1:03:12 Like, like, you should be using the portal having your patient schedule and that person should be doing something higher level.

1:03:21 Patient tags and tag notes now shown on the calendar report. I don't see counter report tags on mine yet, so.

1:04:01 So, that looks to be something probably still coming from my build but it, I guess that when you're doing your calendar report, you can now have some filtering by tags.

1:04:19 API, so this is really awesome. Whenever there's new APIs or web hooks, I'm always very, very excited, so. Oh, this is really big, oh my gosh, this is really big because of how we use our app.

1:04:44 When we retrieve your picture, we have to do multiples. Filtering because it wasn't just easy to say, hey, this is your picture, but it is now.

1:04:55 That gets me excited. There's always a chance that that means Serbo is finally about to release their patient portal application.

1:05:05 There's certain little, there's certain actions that when they start doing it makes me thinking other things and I would love it if they could release their patient app because it would have to, they'd have to release a lot of other APIs that would be really helpful.

1:05:23 View and set patients preferred facilities and specialties via API, that's kind of cool. Set the medication frequently, supplement dosage frequently.

1:05:32 So can we now edit? We can now edit medication. We can now edit Rx via API. That's crazy. Where's our API document?

1:05:51 So can we really edit Rx? API now? Patient Rx endpoint? Is there RxEdit? Get all prescriptions for a patient, get a single prescription, post a medication via the refill patient portal queue, cause we're not, so we're still in the queue, I don't see.

1:06:28 Okay, yeah, wrong, but I don't see that. Set the medication frequency and supplement dosage. So maybe a different API that's not, Patient RX.

1:06:45 It's not drug endpoints. Could be patient. I don't think it's patient endpoints, but, Like, there's our new image that's probably in there.

1:07:07 Questionnaire endpoints. I'm interested about that. So I don't see how that's possible unless it's hidden somewhere in one of these.

1:07:25 Definitely not. No. There's no way, no. Wouldn't be in here either. But it just doesn't make sense to me. It only makes sense to, Yeah, I don't understand how that would be possible or just maybe it's not released yet.

1:07:57 Maybe yeah, obviously, maybe it's just not printed or released yet. Well, that's kind of cool. So now when you're fetching encounters, if they've had any amendments, you can be able to see them.

1:08:20 That's kind of cool. General performance update. Well, what do you know? That is the entire Serbo update of 2023. I, I'm kind of shocked that nobody else showed up today.

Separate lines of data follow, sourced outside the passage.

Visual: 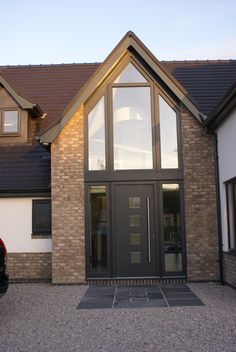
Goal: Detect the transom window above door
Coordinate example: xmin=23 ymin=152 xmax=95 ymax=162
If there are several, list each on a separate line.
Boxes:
xmin=87 ymin=60 xmax=179 ymax=171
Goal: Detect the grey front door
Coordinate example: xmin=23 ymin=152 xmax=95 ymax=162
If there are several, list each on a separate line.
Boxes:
xmin=114 ymin=184 xmax=158 ymax=277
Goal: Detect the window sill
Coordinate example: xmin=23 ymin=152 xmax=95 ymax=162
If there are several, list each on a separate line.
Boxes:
xmin=31 ymin=233 xmax=52 ymax=240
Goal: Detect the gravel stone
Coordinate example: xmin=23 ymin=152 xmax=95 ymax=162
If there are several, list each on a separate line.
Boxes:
xmin=0 ymin=283 xmax=236 ymax=352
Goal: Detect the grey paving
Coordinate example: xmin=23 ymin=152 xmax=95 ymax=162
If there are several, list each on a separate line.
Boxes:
xmin=0 ymin=284 xmax=236 ymax=352
xmin=78 ymin=285 xmax=203 ymax=309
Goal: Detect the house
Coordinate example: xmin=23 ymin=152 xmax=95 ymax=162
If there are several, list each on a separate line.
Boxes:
xmin=0 ymin=32 xmax=236 ymax=283
xmin=205 ymin=83 xmax=236 ymax=287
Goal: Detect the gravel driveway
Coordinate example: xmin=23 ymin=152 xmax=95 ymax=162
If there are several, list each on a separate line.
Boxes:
xmin=0 ymin=283 xmax=236 ymax=352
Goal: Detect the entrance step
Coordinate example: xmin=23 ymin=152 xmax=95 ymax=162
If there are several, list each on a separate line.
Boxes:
xmin=78 ymin=284 xmax=203 ymax=309
xmin=86 ymin=278 xmax=187 ymax=286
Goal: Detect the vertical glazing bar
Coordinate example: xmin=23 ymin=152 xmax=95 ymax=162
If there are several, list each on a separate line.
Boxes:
xmin=146 ymin=197 xmax=151 ymax=263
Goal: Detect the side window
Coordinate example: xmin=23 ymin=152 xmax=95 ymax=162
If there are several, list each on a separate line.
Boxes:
xmin=159 ymin=95 xmax=179 ymax=169
xmin=32 ymin=199 xmax=51 ymax=235
xmin=226 ymin=179 xmax=236 ymax=251
xmin=88 ymin=97 xmax=106 ymax=170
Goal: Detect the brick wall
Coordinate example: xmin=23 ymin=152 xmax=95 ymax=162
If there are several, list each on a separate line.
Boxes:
xmin=181 ymin=110 xmax=219 ymax=280
xmin=7 ymin=253 xmax=52 ymax=280
xmin=223 ymin=252 xmax=236 ymax=288
xmin=51 ymin=108 xmax=85 ymax=283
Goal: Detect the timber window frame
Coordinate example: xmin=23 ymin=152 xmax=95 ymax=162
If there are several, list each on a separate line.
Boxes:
xmin=84 ymin=54 xmax=182 ymax=177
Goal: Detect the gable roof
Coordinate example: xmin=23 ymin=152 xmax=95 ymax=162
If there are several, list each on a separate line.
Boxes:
xmin=40 ymin=31 xmax=205 ymax=143
xmin=0 ymin=60 xmax=236 ymax=140
xmin=0 ymin=70 xmax=42 ymax=116
xmin=0 ymin=33 xmax=236 ymax=193
xmin=205 ymin=82 xmax=236 ymax=131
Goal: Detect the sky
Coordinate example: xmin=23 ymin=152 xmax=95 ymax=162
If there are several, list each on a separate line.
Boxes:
xmin=0 ymin=0 xmax=236 ymax=65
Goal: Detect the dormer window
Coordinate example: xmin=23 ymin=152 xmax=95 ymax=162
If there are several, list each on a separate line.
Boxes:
xmin=1 ymin=109 xmax=20 ymax=135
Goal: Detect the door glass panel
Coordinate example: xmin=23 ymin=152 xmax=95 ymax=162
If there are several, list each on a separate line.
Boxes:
xmin=130 ymin=252 xmax=141 ymax=264
xmin=129 ymin=215 xmax=140 ymax=227
xmin=89 ymin=186 xmax=107 ymax=273
xmin=129 ymin=197 xmax=140 ymax=209
xmin=162 ymin=184 xmax=182 ymax=272
xmin=130 ymin=233 xmax=141 ymax=246
xmin=88 ymin=97 xmax=106 ymax=170
xmin=159 ymin=95 xmax=178 ymax=169
xmin=114 ymin=63 xmax=147 ymax=83
xmin=112 ymin=87 xmax=153 ymax=170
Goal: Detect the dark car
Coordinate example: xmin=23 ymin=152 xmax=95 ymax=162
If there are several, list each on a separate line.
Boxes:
xmin=0 ymin=238 xmax=9 ymax=298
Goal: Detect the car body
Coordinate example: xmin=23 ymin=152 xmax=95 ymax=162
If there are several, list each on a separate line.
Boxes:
xmin=0 ymin=238 xmax=9 ymax=298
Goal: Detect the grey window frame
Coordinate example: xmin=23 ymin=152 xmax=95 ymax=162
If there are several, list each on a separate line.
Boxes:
xmin=225 ymin=178 xmax=236 ymax=252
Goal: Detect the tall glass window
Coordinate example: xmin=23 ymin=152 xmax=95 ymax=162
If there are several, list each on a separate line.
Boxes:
xmin=89 ymin=186 xmax=107 ymax=273
xmin=114 ymin=63 xmax=148 ymax=83
xmin=112 ymin=87 xmax=153 ymax=170
xmin=162 ymin=184 xmax=182 ymax=272
xmin=159 ymin=95 xmax=179 ymax=169
xmin=88 ymin=97 xmax=106 ymax=170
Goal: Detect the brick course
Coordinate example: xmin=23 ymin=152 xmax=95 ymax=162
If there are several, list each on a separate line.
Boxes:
xmin=7 ymin=253 xmax=52 ymax=280
xmin=181 ymin=110 xmax=219 ymax=281
xmin=223 ymin=252 xmax=236 ymax=288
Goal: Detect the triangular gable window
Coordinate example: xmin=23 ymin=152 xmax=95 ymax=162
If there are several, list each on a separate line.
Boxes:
xmin=114 ymin=63 xmax=148 ymax=83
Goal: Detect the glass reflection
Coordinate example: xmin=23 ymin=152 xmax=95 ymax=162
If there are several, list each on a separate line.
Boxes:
xmin=159 ymin=95 xmax=178 ymax=169
xmin=89 ymin=186 xmax=107 ymax=273
xmin=162 ymin=184 xmax=182 ymax=272
xmin=114 ymin=63 xmax=147 ymax=83
xmin=88 ymin=97 xmax=106 ymax=170
xmin=112 ymin=87 xmax=153 ymax=170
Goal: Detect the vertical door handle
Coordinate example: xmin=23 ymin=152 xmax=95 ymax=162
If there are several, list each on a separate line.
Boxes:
xmin=146 ymin=197 xmax=151 ymax=263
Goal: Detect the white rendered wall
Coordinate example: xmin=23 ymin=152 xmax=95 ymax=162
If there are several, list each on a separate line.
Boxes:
xmin=0 ymin=198 xmax=52 ymax=253
xmin=217 ymin=109 xmax=236 ymax=251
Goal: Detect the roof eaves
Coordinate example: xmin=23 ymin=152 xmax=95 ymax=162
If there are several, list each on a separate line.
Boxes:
xmin=0 ymin=74 xmax=43 ymax=116
xmin=205 ymin=82 xmax=236 ymax=131
xmin=40 ymin=31 xmax=202 ymax=143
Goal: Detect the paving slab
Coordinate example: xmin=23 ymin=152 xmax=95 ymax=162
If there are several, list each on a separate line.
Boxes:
xmin=0 ymin=283 xmax=236 ymax=352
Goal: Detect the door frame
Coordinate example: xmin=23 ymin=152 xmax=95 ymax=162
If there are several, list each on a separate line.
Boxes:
xmin=85 ymin=179 xmax=187 ymax=279
xmin=111 ymin=181 xmax=161 ymax=279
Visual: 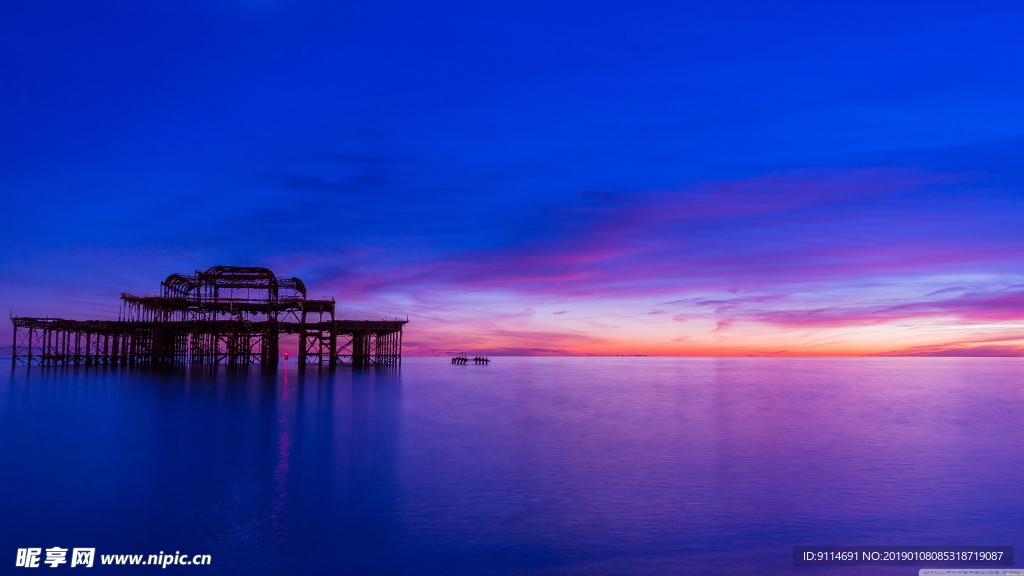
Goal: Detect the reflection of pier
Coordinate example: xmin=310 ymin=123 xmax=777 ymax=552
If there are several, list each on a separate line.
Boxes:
xmin=11 ymin=266 xmax=408 ymax=366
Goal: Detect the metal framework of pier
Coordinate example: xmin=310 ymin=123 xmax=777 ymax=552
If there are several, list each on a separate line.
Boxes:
xmin=11 ymin=266 xmax=408 ymax=368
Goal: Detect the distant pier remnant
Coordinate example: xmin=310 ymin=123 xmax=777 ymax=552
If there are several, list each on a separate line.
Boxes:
xmin=452 ymin=354 xmax=490 ymax=365
xmin=11 ymin=266 xmax=408 ymax=368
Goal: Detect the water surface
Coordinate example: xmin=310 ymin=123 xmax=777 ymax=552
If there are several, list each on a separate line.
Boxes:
xmin=0 ymin=358 xmax=1024 ymax=575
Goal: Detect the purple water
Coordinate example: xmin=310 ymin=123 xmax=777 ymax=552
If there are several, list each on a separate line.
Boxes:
xmin=0 ymin=358 xmax=1024 ymax=575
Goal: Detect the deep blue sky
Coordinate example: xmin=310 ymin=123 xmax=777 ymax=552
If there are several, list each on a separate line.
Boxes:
xmin=0 ymin=0 xmax=1024 ymax=354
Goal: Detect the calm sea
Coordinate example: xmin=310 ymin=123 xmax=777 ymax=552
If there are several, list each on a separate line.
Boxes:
xmin=0 ymin=358 xmax=1024 ymax=575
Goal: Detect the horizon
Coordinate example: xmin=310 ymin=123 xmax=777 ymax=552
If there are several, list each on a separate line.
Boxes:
xmin=0 ymin=0 xmax=1024 ymax=357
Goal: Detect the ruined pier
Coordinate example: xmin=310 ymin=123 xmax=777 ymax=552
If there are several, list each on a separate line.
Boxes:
xmin=11 ymin=266 xmax=408 ymax=368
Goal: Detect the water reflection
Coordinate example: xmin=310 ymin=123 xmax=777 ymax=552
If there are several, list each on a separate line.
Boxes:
xmin=0 ymin=359 xmax=1024 ymax=575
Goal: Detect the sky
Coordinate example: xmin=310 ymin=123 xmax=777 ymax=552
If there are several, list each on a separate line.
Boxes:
xmin=0 ymin=0 xmax=1024 ymax=356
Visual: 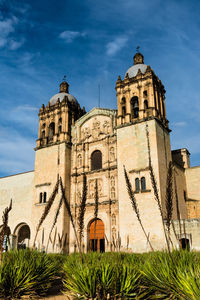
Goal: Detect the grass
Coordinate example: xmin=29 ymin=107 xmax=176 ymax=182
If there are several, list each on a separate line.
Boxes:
xmin=0 ymin=250 xmax=200 ymax=300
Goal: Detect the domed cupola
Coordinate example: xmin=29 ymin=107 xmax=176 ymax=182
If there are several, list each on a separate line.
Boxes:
xmin=115 ymin=49 xmax=168 ymax=128
xmin=49 ymin=76 xmax=79 ymax=106
xmin=125 ymin=53 xmax=147 ymax=78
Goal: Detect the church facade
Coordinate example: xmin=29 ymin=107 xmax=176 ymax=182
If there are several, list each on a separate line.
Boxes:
xmin=0 ymin=53 xmax=200 ymax=253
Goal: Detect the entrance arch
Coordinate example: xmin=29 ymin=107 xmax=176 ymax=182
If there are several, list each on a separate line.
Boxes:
xmin=15 ymin=223 xmax=31 ymax=249
xmin=88 ymin=219 xmax=105 ymax=252
xmin=0 ymin=225 xmax=11 ymax=251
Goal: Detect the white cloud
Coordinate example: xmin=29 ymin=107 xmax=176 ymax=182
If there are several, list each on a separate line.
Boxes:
xmin=0 ymin=16 xmax=25 ymax=50
xmin=0 ymin=127 xmax=35 ymax=175
xmin=9 ymin=39 xmax=24 ymax=50
xmin=106 ymin=36 xmax=128 ymax=56
xmin=59 ymin=30 xmax=86 ymax=43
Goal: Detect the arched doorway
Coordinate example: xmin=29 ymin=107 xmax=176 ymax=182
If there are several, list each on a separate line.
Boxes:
xmin=89 ymin=219 xmax=105 ymax=252
xmin=0 ymin=226 xmax=11 ymax=252
xmin=15 ymin=223 xmax=31 ymax=249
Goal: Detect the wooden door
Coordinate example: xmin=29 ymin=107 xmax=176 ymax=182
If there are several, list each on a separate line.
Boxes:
xmin=89 ymin=219 xmax=105 ymax=252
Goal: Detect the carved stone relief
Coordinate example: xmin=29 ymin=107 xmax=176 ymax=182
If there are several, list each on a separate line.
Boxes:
xmin=109 ymin=147 xmax=115 ymax=162
xmin=77 ymin=154 xmax=83 ymax=168
xmin=103 ymin=120 xmax=111 ymax=134
xmin=92 ymin=118 xmax=100 ymax=139
xmin=88 ymin=179 xmax=103 ymax=198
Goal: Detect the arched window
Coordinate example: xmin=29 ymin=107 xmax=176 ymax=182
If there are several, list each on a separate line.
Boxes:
xmin=110 ymin=176 xmax=115 ymax=187
xmin=141 ymin=177 xmax=146 ymax=191
xmin=135 ymin=178 xmax=140 ymax=192
xmin=121 ymin=97 xmax=126 ymax=117
xmin=112 ymin=214 xmax=116 ymax=225
xmin=91 ymin=150 xmax=102 ymax=170
xmin=49 ymin=122 xmax=55 ymax=141
xmin=39 ymin=193 xmax=42 ymax=203
xmin=42 ymin=123 xmax=46 ymax=139
xmin=43 ymin=192 xmax=47 ymax=203
xmin=131 ymin=96 xmax=139 ymax=118
xmin=144 ymin=100 xmax=149 ymax=110
xmin=58 ymin=118 xmax=62 ymax=133
xmin=110 ymin=147 xmax=115 ymax=161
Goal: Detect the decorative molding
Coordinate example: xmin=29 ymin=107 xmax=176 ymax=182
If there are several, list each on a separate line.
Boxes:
xmin=35 ymin=182 xmax=51 ymax=188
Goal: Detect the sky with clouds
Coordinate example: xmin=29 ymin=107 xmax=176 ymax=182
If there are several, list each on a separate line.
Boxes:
xmin=0 ymin=0 xmax=200 ymax=176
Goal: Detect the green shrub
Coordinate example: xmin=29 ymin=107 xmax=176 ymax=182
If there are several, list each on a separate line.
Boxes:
xmin=141 ymin=251 xmax=200 ymax=300
xmin=0 ymin=249 xmax=59 ymax=299
xmin=64 ymin=253 xmax=140 ymax=299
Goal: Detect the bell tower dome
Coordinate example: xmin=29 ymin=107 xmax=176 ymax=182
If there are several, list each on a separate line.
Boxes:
xmin=115 ymin=52 xmax=168 ymax=128
xmin=36 ymin=77 xmax=85 ymax=149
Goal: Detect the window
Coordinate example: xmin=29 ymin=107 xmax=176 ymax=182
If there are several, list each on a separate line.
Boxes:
xmin=131 ymin=96 xmax=139 ymax=118
xmin=141 ymin=177 xmax=146 ymax=191
xmin=111 ymin=187 xmax=115 ymax=199
xmin=58 ymin=118 xmax=62 ymax=133
xmin=144 ymin=100 xmax=148 ymax=110
xmin=43 ymin=192 xmax=47 ymax=203
xmin=49 ymin=122 xmax=55 ymax=141
xmin=40 ymin=193 xmax=43 ymax=203
xmin=112 ymin=214 xmax=116 ymax=225
xmin=143 ymin=91 xmax=147 ymax=97
xmin=91 ymin=150 xmax=102 ymax=170
xmin=121 ymin=97 xmax=126 ymax=117
xmin=122 ymin=106 xmax=126 ymax=117
xmin=42 ymin=123 xmax=46 ymax=139
xmin=183 ymin=191 xmax=187 ymax=201
xmin=39 ymin=192 xmax=47 ymax=203
xmin=135 ymin=178 xmax=140 ymax=192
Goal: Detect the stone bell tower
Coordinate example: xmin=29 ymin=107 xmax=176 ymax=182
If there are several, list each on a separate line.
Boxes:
xmin=32 ymin=80 xmax=85 ymax=251
xmin=116 ymin=53 xmax=168 ymax=128
xmin=116 ymin=53 xmax=171 ymax=251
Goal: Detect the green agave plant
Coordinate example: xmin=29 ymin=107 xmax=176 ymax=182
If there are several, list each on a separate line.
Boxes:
xmin=0 ymin=249 xmax=59 ymax=299
xmin=64 ymin=262 xmax=98 ymax=299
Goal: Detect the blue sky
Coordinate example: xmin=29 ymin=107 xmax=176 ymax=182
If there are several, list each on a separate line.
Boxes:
xmin=0 ymin=0 xmax=200 ymax=176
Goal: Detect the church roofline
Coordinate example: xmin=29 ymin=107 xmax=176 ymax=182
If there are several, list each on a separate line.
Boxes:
xmin=74 ymin=107 xmax=117 ymax=126
xmin=0 ymin=170 xmax=35 ymax=179
xmin=172 ymin=148 xmax=190 ymax=155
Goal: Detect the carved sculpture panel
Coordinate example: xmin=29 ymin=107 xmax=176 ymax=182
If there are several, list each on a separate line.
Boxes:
xmin=88 ymin=179 xmax=103 ymax=198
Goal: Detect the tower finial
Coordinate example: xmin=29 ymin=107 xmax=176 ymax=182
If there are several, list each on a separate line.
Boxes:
xmin=136 ymin=46 xmax=140 ymax=53
xmin=60 ymin=75 xmax=69 ymax=93
xmin=133 ymin=46 xmax=144 ymax=65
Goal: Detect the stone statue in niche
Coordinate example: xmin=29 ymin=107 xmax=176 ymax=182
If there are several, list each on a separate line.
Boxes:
xmin=77 ymin=154 xmax=83 ymax=168
xmin=76 ymin=190 xmax=81 ymax=205
xmin=110 ymin=176 xmax=115 ymax=187
xmin=103 ymin=121 xmax=111 ymax=134
xmin=88 ymin=179 xmax=103 ymax=198
xmin=92 ymin=118 xmax=100 ymax=139
xmin=81 ymin=127 xmax=91 ymax=140
xmin=110 ymin=147 xmax=115 ymax=161
xmin=110 ymin=187 xmax=115 ymax=199
xmin=112 ymin=227 xmax=117 ymax=241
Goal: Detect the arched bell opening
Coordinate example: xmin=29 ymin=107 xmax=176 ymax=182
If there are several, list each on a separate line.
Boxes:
xmin=88 ymin=219 xmax=105 ymax=252
xmin=0 ymin=226 xmax=11 ymax=251
xmin=14 ymin=223 xmax=31 ymax=249
xmin=131 ymin=96 xmax=139 ymax=119
xmin=179 ymin=238 xmax=190 ymax=251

1:08:38 I didn't see there was a chat. Okay. Yeah. Unless there's any questions, I'm probably just gonna end it there. It was really fun to go over all of the SERBA updates for 2023.

1:08:55 Some of them I really, really love. Some of them I don't understand probably just because I don't have yet in our system and others I think need to get a little bit more improved further for the patient usage.

1:09:07 Or the client usage, but overall really good update log. Go ahead and end. Thank you. You are so, so welcome.

1:09:16 You have just an amazing rest of your day. Thanks for joining me. This was fun. You too. All right. Bye-bye now.